The latest version of the tri-axial engine, the "-5" and the "-5+" variants are the only tri-axial models still in production. One significant change from the early models to these later ones is the use of an ECU to monitor the performance of the engine and adjust fuel flow accordingly.

===Quadri-Axial===
In the late 1980s there was a need for a similar but more powerful engine for the next generation of the cruise missiles and drones. Microturbo addressed this by developing the "Quadri-axial" class of TRI 60 engines. They increased the air flow through the engine and added a fourth compressor stage (hence the name).
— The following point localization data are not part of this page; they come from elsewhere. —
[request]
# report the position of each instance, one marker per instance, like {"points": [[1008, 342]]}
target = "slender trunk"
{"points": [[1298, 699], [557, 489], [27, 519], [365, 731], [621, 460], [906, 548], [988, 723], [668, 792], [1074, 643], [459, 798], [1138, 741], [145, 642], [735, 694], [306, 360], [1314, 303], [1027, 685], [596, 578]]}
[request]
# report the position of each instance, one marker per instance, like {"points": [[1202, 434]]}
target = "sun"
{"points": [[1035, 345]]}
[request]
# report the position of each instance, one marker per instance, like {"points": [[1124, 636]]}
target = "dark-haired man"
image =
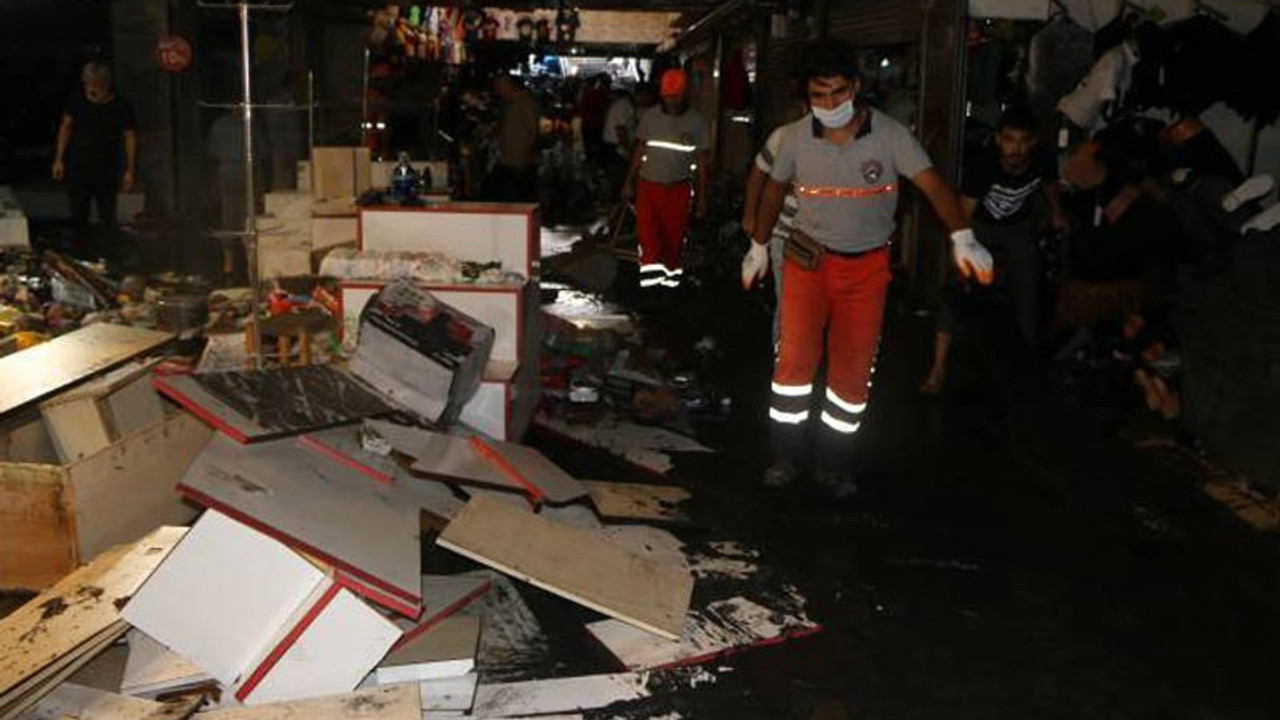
{"points": [[999, 195], [668, 180], [845, 163], [96, 149]]}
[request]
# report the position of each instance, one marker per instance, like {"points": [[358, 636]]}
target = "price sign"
{"points": [[173, 53]]}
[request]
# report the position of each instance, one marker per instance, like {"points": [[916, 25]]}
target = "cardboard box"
{"points": [[54, 516]]}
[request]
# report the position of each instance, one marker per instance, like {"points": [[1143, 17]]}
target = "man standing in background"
{"points": [[671, 156], [515, 177], [97, 133]]}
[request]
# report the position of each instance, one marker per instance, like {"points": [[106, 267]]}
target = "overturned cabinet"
{"points": [[476, 232]]}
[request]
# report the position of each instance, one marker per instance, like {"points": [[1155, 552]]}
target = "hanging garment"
{"points": [[1105, 85], [1060, 55]]}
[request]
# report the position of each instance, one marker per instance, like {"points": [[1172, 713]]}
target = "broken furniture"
{"points": [[476, 232]]}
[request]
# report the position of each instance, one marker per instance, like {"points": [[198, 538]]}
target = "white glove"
{"points": [[972, 259], [755, 264]]}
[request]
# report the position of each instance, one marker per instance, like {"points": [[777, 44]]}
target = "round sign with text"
{"points": [[173, 53]]}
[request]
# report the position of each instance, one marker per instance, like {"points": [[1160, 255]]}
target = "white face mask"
{"points": [[836, 117]]}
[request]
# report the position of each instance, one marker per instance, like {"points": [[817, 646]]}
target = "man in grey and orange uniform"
{"points": [[671, 158], [844, 164]]}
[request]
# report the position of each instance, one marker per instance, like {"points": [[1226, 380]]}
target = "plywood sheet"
{"points": [[396, 702], [127, 490], [318, 505], [69, 359], [449, 458], [37, 541], [575, 564], [77, 609], [631, 501], [256, 405], [88, 703], [447, 650]]}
There are two variants in the "Quadri-axial" class, the "-20" and the "-30". The "-30" is aimed at cruise missile applications, and the "-20" is aimed at drone/UAV applications. The only major difference between the two is that the "-20" is slightly derated in thrust to increase engine life.

==Variants==
There are many variants of this engine and it is used in many missiles and UAVs, as listed below. Aside from the known uses listed below, it is widely speculated that Iran illegally purchased many TRI 60 engines from Microturbo to assemble C-802 cruise missiles purchased from China. It is unclear which variant was purchased. Iran also reverse-engineered this engine as the Toloue-4 turbojet engine. Toloue-4 is used in several Iranian military equipment including Iran's copy of C-802, the Noor missile.

===TRI 60-1===
This variant produces 3.5 kN of thrust, and is predicted to power the Meteor Mirach 300 and Meteor Mirach 600 remotely piloted vehicles.
- TRI 60-1 067: This variant (same performance as the plain "60-1" model) powers the P3T Sea Eagle anti-ship missile.

===TRI 60-2===
This variant is an uprated model of the 60-1 engines, with thrust increased to 3.7 kN.
- TRI 60-2 071: This model powers the Aérospatiale C.22 target drone, and is slight uprated to 4.0 kN.
- TRI 60-2 074: This model powers several versions of the MQM-107 Streaker drone.
- TRI 60-2 077: This model powers the RBS-15 anti-ship missile.
- TRI 60-2 080: This model powered early Lakshya PTA drones.
- TRI 60-2 088: This model powered the flight test vehicles of the Northrop NV-144 next-generation drone.
- TRI 60-2 089: This model powers the RBS-15 anti-ship missile.
- TRI 60-2 206: This model powers the Aerospatiale C.22 target drone, and is slight uprated to 4.0 kN.
- TRI 60-2 227: This model powers the RBS-15 anti-ship missile.

===TRI 60-3===
This variant produced 4.0 kN of thrust, and was chosen to power the now-canceled Beech BQM-126 target drone. This variant of the engine was designated J403-MT-400 by the United States Navy.

===TRI 60-5===
This variant produces 4.4 kN of thrust at a compression ratio of 4.1:1. It powers the Mk. III variant of the RBS-15 anti-ship missile as well as the Alenia Sky-X unmanned aircraft. This engine also powered (or was an option to power) the "D" and "E" variants of the MQM-107 target drone. The "5+" variant powers the BQM-167 Skeeter target drone. The 5+ model also demonstrated the engine's supersonic flight capability in 2007. As of 2008, this is the last three-compressor-stage variant of the TRI 60 in production.

===TRI 60-20===
This variant features a 4-stage compressor (like the 60-30 variant below). It is aimed at target drone aircraft, and is essentially identical to the 60-30 except for being de-rated to 5.4 kN to extend the engine's life. As of 2008, it only existed as a prototype and was tested on a MQM-107 drone.

===TRI 60-30===
Like the TRI 60-20, the -30 variant features a 4-stage compressor that increased the compression ratio to 6.3:1 and increases rated thrust to 5.7 kN. This engine is used in the MBDA Apache and Storm Shadow / SCALP EG cruise missiles.